China is exporting disinflation to the world. That isn’t good news.

(Originally published Sept. 8 in “What in the World“) China’s exports fell in August for a fourth consecutive month, depriving Beijing of a key engine for reviving growth as the domestic economy continues to shudder.

Exports in U.S. dollar terms dropped 8.8% in August from the same month of 2022, according to the General Administration of Customs. As usual, media reports focused on the volatile monthly figure, with most failing to even mention the export amount—it was $284.9 billion. On a rolling, quarterly basis, China’s exports dropped 7.8%, suggesting that the export slump is indeed worsening.

Source: The Wall Street Journal

The poor export data helped push China’s renminbi to its lowest against the U.S. dollar since 2007. A weaker yuan helps China’s exports, so the falling yuan will make those slumping U.S. dollar trade revenues go further back home in China.

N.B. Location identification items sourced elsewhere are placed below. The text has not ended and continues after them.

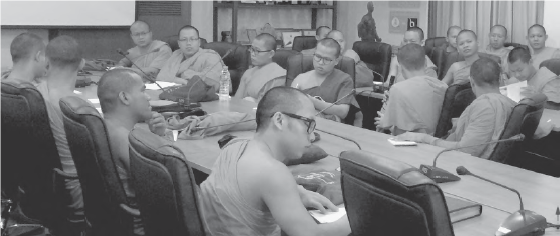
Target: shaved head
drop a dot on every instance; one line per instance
(26, 46)
(268, 40)
(112, 83)
(412, 57)
(485, 72)
(64, 51)
(279, 99)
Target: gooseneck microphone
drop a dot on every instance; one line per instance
(441, 176)
(149, 77)
(519, 223)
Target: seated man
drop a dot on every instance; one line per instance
(191, 60)
(537, 44)
(364, 76)
(325, 84)
(320, 33)
(412, 35)
(539, 81)
(148, 55)
(451, 45)
(124, 103)
(458, 73)
(264, 70)
(483, 120)
(28, 57)
(64, 59)
(415, 103)
(250, 191)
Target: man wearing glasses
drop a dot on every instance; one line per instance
(148, 55)
(250, 190)
(264, 70)
(191, 60)
(325, 84)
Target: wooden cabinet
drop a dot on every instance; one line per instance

Indeed, August exports denominated in renminbi fell just 3.2%. More troubling for the rest of the world is that China’s weakening economy is hurting its demand for imported goods. China’s imports in August fell 7.3% to $216.5 billion as consumers cut spending in the face of weak job growth and falling property prices that threaten to bankrupt China’s heavily indebted developers.

How China will handle the slowdown continues to feed speculation, with The New York Times’ China reporters taking turns ruminating on which problem it might tackle and how. The latest comes from veteran China reporter Chris Buckley, who frames the situation in terms of a dilemma for President Xi Jinping: either Xi must relinquish control to revive the private sector’s animal spirits, or tighten his grip to raise taxes to bail out local governments and the public services they provide. This analysis somehow ignores the possibility that Beijing could do both simultaneously. In the Times’ narrative for China, there is only one pendulum, and it only swings one way at a time.

But Beijing has already begun, in typically ham-fisted fashion, trying to revive entrepreneurship and foreign investment. This month, Beijing created a new private-sector agency dedicated to coordinating policies promoting the private sector. Because, you know, there’s nothing that stimulates private investment like a thicket of new government policies. That follows a meeting in late-August between the China Securities and Regulatory Commission and a handful of global asset managers to talk up the country’s prospects.

And Beijing began easing up months ago on its ill-timed, 2020 crackdown of China’s tech sector. Whether it can revive the sector’s animal spirits, however, is up for debate. With the economy so weak, the environment for new investment isn’t exactly ripe. And pundits like Adam Posen at the Peterson Institute believe Xi has killed them off completely.

Xi launched the crackdown at the peak of the tech industry’s hubris in 2020. That year, Alibaba CEO Jack Ma featured at No. 20 on Forbes’ list of global billionaires, with an estimated net worth of $39 billion. Tencent CEO Ma Huateng was even higher at No. 17 with an estimated net worth of $45.3 billion. Alibaba’s financial offspring, Ant, was days away from a $37 billion IPO in Hong Kong when Jack Ma took the opportunity at a conference in Shanghai, with the rest of the country locked down against Covid, to famously taunt regulators.

While Ma’s comments were a trigger, the regulatory crackdown had been building for a long time. Boffins at the International Monetary Fund had for years been warning China’s financial regulators about the systemic risk being built up at Ant and other unregulated online non-bank financial companies. Faced with growing evidence that Ant and others were contributing to China’s debt bubble, and with public grumbling about rising income inequality, Beijing ordered Ant to scotch its IPO and imposed a raft of new restrictions on “fintech.” Jack Ma, who was already stepping aside at Alibaba before he opened his big mouth in Shanghai and sabotaged it, went into a long, self-imposed exile.

Now, with China’s tech titans successfully chastened and their remarkable hubris conveniently forgotten, that entire episode is being cast as part of a more sinister narrative about how Xi has gathered absolute power to himself. Meanwhile, the U.S. Government has launched an antitrust suit against Google, and is planning another against Amazon, after a string of failed antitrust efforts by Biden-appointed head of the Fair Trade Commission, Lina Khan.

But Xi must promote tech, arguably as a counterbalance to Washington’s efforts to stunt China’s technological advance. Relations have become so toxic that even the launch of a new smartphone by Huawei with a domestically produced, 7-nanometer chip, has Washington scrambling to figure out how it might have circumvented sanctions designed to keep it from developing the technology to do so.